Recruitment and conduct of the study

Participants were recruited through personal contacts and by email to the European Piano

Teachers’ Association. A recruitment letter sent to those who expressed interest explained

the objectives of the research and the consequences of agreeing to participate. After giving

written consent, recruits received an information sheet explaining the finer details of

participation and assuring confidentiality and the right to withdraw.

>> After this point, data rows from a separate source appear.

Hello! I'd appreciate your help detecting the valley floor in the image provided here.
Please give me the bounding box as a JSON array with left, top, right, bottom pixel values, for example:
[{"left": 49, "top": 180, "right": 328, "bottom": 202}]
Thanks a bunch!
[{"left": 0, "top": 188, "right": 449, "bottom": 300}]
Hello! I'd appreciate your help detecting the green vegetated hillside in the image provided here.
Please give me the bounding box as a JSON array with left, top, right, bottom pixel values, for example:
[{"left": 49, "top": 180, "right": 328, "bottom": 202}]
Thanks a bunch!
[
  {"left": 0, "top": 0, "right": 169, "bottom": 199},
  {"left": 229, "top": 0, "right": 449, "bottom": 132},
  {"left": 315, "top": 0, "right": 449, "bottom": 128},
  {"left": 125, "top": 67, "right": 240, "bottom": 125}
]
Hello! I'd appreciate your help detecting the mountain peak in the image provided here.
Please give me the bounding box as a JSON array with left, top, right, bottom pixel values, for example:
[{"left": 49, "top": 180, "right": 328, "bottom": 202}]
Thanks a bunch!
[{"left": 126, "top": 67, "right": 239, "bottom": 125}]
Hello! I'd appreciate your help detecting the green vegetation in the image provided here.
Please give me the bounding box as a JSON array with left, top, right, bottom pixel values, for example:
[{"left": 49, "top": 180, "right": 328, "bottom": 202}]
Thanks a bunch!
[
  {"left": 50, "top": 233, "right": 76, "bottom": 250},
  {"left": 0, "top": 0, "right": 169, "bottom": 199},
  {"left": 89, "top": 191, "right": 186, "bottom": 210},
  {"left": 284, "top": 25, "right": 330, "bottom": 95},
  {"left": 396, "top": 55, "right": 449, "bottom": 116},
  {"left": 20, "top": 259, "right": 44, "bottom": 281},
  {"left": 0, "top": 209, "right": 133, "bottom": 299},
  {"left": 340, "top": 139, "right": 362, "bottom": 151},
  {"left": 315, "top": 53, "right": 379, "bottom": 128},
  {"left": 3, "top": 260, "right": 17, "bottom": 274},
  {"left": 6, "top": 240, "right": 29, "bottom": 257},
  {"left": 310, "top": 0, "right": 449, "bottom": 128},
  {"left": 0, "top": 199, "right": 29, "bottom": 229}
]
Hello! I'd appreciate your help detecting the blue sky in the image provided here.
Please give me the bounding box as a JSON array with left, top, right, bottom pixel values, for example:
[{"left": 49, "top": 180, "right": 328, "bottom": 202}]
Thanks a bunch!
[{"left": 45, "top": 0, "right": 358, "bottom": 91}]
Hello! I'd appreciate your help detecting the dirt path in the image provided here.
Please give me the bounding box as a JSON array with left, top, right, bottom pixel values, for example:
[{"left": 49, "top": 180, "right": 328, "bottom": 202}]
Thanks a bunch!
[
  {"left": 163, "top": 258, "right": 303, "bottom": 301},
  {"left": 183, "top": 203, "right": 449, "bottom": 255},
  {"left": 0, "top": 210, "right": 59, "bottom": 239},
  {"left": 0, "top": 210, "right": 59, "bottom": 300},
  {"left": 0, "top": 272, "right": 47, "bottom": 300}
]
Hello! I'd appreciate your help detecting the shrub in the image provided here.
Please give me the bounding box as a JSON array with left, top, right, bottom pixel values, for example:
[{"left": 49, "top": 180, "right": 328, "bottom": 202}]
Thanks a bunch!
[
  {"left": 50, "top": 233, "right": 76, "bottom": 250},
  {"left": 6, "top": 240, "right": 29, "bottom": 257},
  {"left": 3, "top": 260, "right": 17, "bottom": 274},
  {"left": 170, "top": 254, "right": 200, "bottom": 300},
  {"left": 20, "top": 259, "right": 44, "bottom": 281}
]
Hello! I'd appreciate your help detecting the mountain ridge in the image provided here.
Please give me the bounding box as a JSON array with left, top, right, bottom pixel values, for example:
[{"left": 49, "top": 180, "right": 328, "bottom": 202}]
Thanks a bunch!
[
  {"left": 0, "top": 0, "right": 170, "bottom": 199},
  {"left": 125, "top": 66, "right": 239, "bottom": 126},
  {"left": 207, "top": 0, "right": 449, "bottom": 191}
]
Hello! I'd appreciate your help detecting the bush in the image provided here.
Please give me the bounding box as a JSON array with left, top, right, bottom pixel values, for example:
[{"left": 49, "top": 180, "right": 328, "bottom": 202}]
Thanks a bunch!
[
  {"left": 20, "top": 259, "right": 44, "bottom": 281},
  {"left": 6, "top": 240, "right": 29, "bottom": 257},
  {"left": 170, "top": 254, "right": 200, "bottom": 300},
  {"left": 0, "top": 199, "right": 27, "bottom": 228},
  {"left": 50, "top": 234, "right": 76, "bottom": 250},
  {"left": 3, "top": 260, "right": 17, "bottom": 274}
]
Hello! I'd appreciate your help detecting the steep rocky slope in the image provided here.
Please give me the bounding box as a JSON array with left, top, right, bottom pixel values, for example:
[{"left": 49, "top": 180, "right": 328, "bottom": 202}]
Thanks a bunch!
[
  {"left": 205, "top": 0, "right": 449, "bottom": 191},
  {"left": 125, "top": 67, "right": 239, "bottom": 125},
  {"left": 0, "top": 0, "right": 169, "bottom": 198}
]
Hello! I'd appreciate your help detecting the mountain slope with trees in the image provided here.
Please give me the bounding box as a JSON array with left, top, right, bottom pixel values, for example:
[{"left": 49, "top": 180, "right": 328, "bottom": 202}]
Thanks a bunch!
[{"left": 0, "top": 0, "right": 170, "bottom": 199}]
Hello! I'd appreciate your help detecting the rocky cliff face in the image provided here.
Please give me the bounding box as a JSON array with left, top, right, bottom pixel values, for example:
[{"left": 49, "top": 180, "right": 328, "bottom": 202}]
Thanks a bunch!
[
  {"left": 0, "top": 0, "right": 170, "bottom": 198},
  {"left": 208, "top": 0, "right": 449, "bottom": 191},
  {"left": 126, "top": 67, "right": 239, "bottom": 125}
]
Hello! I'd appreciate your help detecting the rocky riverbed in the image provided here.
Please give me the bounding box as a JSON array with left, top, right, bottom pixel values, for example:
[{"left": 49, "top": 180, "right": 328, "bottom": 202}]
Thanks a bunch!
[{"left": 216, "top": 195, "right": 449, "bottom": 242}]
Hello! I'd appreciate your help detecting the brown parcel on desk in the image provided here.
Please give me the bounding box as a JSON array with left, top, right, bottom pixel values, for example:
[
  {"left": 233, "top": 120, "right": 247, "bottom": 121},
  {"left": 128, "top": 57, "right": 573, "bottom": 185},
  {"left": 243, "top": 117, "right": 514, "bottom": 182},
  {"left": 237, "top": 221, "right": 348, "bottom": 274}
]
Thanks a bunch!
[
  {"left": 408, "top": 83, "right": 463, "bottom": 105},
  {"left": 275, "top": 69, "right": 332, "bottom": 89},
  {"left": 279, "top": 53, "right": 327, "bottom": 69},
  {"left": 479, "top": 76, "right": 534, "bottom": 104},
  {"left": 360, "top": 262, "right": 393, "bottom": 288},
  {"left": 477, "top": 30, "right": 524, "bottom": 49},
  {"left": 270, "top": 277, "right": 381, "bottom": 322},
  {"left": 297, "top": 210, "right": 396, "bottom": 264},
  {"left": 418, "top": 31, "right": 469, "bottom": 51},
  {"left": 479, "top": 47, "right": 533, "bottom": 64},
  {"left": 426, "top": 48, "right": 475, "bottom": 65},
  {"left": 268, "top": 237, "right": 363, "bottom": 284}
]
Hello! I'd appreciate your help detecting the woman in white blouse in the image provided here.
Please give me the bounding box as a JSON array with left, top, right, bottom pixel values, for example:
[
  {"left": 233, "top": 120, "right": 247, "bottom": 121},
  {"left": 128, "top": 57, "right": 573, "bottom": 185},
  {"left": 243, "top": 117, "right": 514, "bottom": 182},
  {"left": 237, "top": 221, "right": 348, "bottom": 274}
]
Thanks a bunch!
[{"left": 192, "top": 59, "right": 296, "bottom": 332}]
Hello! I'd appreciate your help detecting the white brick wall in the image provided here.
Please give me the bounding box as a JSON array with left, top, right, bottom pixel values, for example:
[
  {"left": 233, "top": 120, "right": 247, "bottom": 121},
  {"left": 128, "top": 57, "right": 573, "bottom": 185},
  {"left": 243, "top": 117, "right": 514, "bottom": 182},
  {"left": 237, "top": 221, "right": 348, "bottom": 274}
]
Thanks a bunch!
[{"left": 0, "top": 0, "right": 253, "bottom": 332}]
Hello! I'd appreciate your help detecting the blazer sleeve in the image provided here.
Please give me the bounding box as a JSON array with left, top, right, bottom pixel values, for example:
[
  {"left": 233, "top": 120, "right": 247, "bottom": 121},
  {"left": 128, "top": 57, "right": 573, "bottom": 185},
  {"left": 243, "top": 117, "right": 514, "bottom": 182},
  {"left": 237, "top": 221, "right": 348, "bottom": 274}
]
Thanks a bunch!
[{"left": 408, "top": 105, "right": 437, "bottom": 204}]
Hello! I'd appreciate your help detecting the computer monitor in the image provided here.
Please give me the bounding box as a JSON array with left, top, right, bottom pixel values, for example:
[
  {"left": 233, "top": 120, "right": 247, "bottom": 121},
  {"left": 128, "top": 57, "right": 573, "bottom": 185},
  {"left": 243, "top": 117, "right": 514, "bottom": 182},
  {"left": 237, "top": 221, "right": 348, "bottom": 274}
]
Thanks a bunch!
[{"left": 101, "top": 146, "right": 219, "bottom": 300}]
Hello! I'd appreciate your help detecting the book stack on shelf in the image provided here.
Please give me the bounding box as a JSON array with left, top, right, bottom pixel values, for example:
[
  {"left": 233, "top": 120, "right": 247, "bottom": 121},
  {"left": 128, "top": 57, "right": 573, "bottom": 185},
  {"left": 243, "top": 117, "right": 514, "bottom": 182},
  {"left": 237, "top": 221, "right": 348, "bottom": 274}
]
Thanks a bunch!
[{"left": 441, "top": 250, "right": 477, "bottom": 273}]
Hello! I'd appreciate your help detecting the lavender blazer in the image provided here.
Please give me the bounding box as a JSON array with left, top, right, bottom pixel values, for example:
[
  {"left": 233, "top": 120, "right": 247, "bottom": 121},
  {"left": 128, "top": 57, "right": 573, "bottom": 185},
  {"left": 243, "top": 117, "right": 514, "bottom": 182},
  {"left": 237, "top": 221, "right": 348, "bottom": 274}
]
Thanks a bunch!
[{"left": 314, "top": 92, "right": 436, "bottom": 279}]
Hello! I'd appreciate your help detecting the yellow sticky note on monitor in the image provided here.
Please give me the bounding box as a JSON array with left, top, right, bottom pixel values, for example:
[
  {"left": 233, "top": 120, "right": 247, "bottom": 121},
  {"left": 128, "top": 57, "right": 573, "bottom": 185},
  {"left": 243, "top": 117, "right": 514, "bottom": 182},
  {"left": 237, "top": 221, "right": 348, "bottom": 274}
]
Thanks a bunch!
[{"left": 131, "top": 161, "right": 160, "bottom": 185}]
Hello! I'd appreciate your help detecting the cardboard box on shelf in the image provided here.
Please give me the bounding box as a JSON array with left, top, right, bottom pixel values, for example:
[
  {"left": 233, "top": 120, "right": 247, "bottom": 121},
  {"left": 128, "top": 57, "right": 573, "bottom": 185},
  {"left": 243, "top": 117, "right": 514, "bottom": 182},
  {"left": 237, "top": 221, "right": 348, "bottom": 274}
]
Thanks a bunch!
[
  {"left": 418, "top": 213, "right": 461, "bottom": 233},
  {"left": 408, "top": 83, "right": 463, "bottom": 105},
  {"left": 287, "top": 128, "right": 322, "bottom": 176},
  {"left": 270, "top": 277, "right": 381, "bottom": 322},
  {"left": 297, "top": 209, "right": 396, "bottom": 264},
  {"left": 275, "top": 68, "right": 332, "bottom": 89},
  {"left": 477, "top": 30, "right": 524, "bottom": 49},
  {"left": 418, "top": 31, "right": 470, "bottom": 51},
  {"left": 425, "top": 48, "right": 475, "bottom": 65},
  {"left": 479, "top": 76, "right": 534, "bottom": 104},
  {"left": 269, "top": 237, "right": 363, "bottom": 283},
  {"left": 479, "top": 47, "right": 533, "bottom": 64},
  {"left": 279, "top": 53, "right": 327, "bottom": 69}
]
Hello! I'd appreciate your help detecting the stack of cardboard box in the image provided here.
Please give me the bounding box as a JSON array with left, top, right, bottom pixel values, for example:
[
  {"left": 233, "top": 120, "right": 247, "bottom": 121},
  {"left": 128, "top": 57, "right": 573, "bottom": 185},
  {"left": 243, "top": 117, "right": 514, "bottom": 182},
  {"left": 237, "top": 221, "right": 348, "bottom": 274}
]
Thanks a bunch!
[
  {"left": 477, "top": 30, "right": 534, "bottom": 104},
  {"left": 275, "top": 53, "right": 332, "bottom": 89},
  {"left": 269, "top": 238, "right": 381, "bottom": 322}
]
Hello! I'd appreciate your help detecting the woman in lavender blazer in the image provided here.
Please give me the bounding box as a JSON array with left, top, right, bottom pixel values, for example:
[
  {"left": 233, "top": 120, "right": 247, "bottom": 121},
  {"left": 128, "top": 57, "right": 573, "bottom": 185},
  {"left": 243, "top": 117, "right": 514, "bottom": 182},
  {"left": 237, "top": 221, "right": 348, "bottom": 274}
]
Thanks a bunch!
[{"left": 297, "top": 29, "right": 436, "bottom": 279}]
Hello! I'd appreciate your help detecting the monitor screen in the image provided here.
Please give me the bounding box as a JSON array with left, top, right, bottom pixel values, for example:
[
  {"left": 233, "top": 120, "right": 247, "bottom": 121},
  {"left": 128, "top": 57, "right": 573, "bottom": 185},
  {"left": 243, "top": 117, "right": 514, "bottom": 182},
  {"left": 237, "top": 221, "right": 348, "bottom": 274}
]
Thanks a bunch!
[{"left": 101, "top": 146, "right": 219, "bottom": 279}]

All four researchers

and ten volunteers agreed to carry a digital recording device for a week and record

whatever came to mind regarding music and its relationship with health (verbally or

musically) coupled with some explanation of what the recording meant in relation to the

research. Respondents were asked to maintain the anonymity of any people they talked

about in their recordings. All recorded materials were transcribed verbatim and three

musicians who had given particularly rich accounts of their experiences of music and

health and held slightly different perspectives on the topic were invited for 30–60 min

qualitative research interviews with LM. One interview took place in person, one via the

Internet, and one by telephone. All of them were audio recorded and transcribed verbatim.

Respondents were given a written report of the emerging interpretation of their audio diary

material and asked to comment and add to it. In keeping with phenomenological meth-

odology, the interviews were minimally structured, allowing respondents’ personal views

of music and health to shape the study findings.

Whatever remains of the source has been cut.